Weekend Flame

The classic lovers tarot framed by House of Intuition in Los Angeles. Seemed fitting for the words.

The classic lovers tarot framed by House of Intuition in Los Angeles. Seemed fitting for the words.

I could get lost in someone for a weekend—

some fellow whose eyes scald like fire,

and leave me burned

we could hole up in my ramshackle apartment

where the walls are still bare and bed is stripped 

and listen for the ocean in a seashell

and dine on boxed angel-food cake in bed

and sway to records in our underwear

and captivate each other in silence 

and 

having deluded myself into thinking I’d be found

I’d find myself more lost, still.

These days, the poetry has withered for me

it smells forged, it reeks of Hollywood gutters

an emptiness pervades nearly every meeting,

the familiar fragrance of desperation clings to “romantic” encounters

I am removed, my eyes drift

there is a scent of tuberose 

wafting from the summer yard

a reminder of 

the frequent comings and goings in early years

a wondering

questioning of the return

the naive aching

wanting to be held like a child

then

and

now, still.

So, now that even my old flames have faded

I have to ask myself: what’s next?

if not this craving, then what?

if not some great godhead, some study, some lofty exploit

some laceration of myself

I lie in a stripped bed quivering 

charged, an unexplained electrical inferno.

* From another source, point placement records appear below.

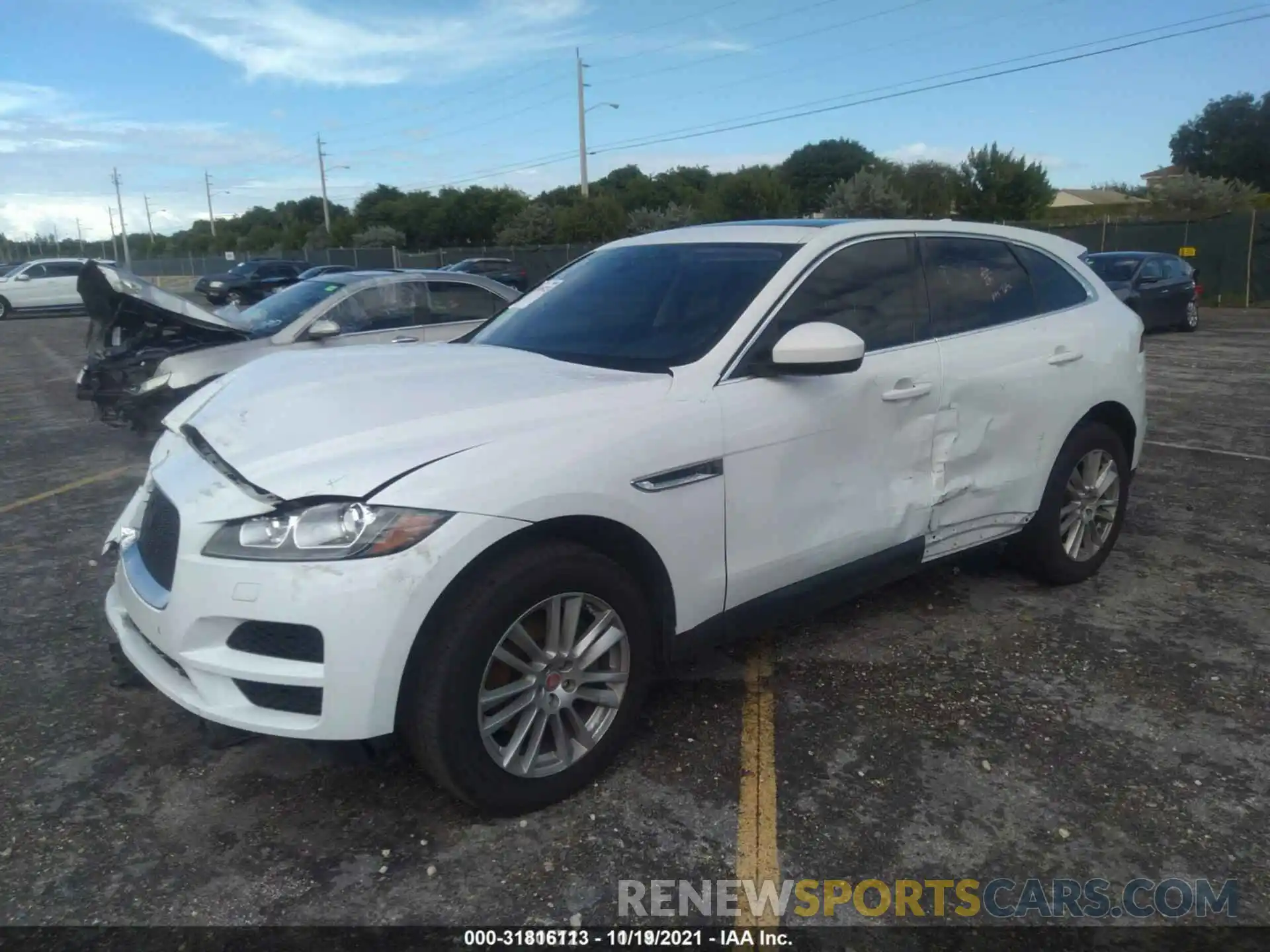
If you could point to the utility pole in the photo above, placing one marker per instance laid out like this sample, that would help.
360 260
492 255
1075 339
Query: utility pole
582 121
321 172
124 229
207 184
114 248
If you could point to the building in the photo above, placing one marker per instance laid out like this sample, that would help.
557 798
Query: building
1160 175
1071 197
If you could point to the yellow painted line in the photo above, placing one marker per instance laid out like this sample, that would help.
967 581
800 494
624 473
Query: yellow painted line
66 488
756 813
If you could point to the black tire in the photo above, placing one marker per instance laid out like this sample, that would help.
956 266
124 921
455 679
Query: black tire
437 714
1191 321
1039 547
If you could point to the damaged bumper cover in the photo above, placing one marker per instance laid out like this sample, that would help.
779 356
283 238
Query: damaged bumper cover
204 639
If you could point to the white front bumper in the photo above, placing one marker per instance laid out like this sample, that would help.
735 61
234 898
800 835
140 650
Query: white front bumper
368 612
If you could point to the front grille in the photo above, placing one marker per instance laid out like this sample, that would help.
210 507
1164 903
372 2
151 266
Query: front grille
158 539
294 643
292 698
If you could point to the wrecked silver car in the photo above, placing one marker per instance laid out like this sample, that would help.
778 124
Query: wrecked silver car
149 349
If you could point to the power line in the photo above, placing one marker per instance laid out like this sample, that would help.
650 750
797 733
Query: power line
749 122
752 124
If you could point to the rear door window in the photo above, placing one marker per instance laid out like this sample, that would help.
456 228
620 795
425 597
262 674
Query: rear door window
974 284
459 301
1053 285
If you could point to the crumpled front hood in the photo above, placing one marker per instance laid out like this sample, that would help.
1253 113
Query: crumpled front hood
346 420
113 298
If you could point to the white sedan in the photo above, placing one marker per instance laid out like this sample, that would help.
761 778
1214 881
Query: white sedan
489 547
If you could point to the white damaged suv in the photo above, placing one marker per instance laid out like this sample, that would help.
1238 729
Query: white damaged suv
491 546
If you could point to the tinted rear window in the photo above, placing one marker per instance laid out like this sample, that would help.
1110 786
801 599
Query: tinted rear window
1111 268
642 307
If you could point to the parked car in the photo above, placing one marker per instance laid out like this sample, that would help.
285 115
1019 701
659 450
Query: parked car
149 349
1161 288
45 287
489 546
249 282
324 270
501 270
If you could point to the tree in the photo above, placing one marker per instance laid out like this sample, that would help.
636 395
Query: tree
930 188
379 237
673 216
1197 196
1230 139
756 192
868 194
813 169
997 186
597 219
532 225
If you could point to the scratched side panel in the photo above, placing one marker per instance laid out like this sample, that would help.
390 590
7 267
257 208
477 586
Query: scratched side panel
1001 420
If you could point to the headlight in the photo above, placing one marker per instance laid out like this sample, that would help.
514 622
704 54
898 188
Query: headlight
159 380
325 532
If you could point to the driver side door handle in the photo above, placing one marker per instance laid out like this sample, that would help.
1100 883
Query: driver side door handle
907 393
1064 356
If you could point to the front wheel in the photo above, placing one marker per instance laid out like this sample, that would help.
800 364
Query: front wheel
530 683
1082 510
1191 320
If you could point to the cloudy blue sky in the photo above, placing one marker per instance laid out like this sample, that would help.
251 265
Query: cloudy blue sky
426 93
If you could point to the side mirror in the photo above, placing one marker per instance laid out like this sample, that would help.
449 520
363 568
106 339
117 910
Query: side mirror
817 348
323 328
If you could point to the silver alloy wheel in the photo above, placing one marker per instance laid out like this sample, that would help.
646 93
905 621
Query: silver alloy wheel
1090 504
560 669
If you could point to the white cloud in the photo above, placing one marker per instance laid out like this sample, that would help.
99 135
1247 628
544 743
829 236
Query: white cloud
24 97
298 41
922 153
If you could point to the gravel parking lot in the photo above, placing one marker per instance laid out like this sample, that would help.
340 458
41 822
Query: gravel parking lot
966 723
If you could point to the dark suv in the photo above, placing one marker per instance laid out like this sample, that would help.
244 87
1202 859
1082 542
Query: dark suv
1161 288
505 270
249 282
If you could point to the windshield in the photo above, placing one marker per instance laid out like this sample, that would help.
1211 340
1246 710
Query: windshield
638 307
1111 268
277 311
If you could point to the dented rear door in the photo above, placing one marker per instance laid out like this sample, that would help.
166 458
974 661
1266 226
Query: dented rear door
1007 376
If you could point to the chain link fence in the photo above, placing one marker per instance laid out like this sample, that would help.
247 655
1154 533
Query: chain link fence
1231 252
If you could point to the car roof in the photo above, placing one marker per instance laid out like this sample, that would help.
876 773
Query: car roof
1123 254
829 231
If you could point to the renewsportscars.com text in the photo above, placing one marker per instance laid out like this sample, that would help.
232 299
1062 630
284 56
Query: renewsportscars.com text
962 898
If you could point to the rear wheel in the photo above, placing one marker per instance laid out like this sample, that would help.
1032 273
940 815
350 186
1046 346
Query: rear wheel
1082 510
530 683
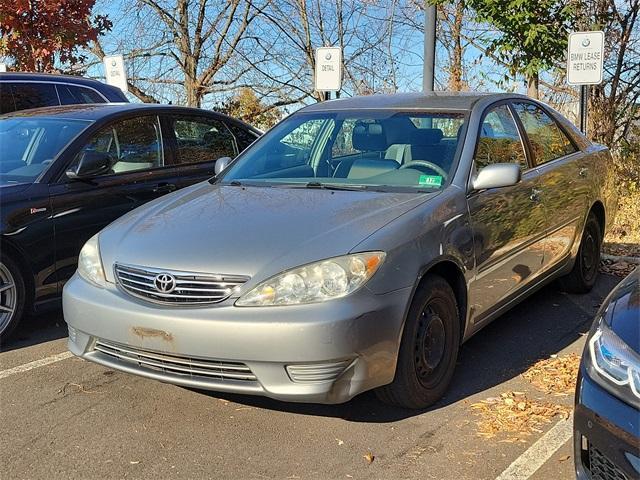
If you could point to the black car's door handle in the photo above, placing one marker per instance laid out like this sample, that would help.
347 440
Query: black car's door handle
165 188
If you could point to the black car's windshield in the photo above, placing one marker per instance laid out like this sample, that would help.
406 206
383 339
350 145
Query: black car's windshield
367 149
28 145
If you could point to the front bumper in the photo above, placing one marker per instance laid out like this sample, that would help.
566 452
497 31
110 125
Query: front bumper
606 434
321 353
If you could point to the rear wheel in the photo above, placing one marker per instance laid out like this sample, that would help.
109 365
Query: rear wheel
12 296
429 347
585 271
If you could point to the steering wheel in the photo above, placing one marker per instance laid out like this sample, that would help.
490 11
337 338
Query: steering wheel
424 163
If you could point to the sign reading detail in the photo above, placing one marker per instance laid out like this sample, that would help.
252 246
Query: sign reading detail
328 77
114 71
585 57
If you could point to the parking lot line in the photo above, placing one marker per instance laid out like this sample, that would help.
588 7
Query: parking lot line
537 454
36 364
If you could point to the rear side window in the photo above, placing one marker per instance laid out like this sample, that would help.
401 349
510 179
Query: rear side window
547 141
34 95
6 98
72 94
499 140
200 139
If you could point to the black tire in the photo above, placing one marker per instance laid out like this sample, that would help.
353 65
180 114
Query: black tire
585 271
424 369
15 297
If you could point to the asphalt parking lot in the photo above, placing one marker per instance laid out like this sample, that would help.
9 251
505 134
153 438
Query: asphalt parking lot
66 418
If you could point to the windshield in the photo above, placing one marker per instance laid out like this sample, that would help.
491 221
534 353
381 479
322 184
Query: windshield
28 145
379 150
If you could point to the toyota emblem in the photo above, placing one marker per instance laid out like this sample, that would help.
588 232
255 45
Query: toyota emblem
164 282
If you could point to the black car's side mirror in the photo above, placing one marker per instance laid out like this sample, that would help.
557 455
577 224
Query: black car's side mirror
91 163
221 164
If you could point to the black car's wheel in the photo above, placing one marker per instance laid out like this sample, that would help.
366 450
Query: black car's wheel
429 347
585 271
12 296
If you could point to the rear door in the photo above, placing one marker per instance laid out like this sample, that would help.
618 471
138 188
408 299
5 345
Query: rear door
508 223
197 141
141 171
564 182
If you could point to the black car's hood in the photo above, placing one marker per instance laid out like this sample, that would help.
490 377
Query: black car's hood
246 230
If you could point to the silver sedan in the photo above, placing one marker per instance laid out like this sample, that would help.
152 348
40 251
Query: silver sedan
355 246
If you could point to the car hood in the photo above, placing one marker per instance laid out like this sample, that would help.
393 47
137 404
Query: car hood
623 314
248 230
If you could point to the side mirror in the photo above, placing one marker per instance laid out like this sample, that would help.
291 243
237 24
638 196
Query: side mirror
496 176
221 164
91 163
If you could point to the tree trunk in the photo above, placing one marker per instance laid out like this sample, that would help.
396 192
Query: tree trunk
532 86
456 83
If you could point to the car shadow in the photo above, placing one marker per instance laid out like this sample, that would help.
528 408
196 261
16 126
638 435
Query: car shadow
37 328
542 325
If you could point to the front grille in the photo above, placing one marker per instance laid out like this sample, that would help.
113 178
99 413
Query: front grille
601 468
190 287
177 364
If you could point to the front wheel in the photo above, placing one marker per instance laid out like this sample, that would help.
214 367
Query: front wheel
585 271
12 296
429 347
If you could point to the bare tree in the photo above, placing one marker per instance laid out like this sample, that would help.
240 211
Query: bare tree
295 28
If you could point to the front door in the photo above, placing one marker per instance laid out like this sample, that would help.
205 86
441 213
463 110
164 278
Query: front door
139 173
508 223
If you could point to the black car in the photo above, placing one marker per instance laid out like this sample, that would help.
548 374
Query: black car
68 171
20 91
607 415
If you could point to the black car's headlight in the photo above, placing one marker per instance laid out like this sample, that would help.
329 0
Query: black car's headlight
614 365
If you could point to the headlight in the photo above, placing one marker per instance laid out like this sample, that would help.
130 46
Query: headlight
614 365
90 264
316 282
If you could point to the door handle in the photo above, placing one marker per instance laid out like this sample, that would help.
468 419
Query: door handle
535 195
164 188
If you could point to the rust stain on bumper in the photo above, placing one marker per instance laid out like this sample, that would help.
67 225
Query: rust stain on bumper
143 333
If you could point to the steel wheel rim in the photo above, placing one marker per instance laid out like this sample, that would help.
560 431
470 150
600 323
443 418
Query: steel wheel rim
589 256
430 345
8 297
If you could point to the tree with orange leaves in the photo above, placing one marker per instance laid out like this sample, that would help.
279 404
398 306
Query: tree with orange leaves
37 33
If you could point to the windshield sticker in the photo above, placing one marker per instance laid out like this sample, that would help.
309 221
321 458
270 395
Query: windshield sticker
430 180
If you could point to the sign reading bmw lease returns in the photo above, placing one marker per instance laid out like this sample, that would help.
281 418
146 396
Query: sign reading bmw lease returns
328 77
114 71
585 57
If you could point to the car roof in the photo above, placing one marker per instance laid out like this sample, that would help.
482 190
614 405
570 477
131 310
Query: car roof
104 111
48 77
410 101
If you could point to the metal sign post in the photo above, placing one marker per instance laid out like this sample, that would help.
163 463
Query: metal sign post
585 57
115 72
328 74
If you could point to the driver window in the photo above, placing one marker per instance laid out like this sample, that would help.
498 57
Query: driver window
133 144
499 140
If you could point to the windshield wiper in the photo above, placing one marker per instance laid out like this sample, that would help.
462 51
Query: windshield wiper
332 186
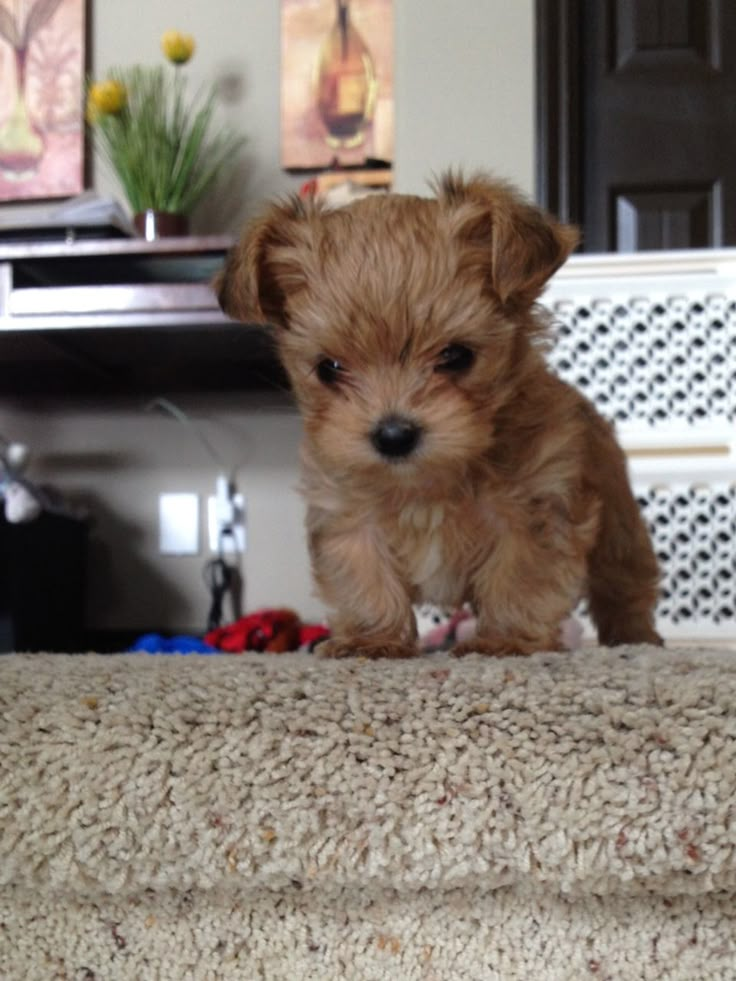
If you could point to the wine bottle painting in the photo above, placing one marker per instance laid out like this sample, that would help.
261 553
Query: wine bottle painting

I could get lost in someone for a weekend—

some fellow whose eyes scald like fire,

and leave me burned,

but I’m too honest for most—

a certain taste, 

grown too weary of pretending.

And now, if I turn my hands over, 

they are already midnight (of my own accord)

no stars, no illuminated Los Angeles night

blackened and steeped in my own ashes,

seems the only thing left is to rise.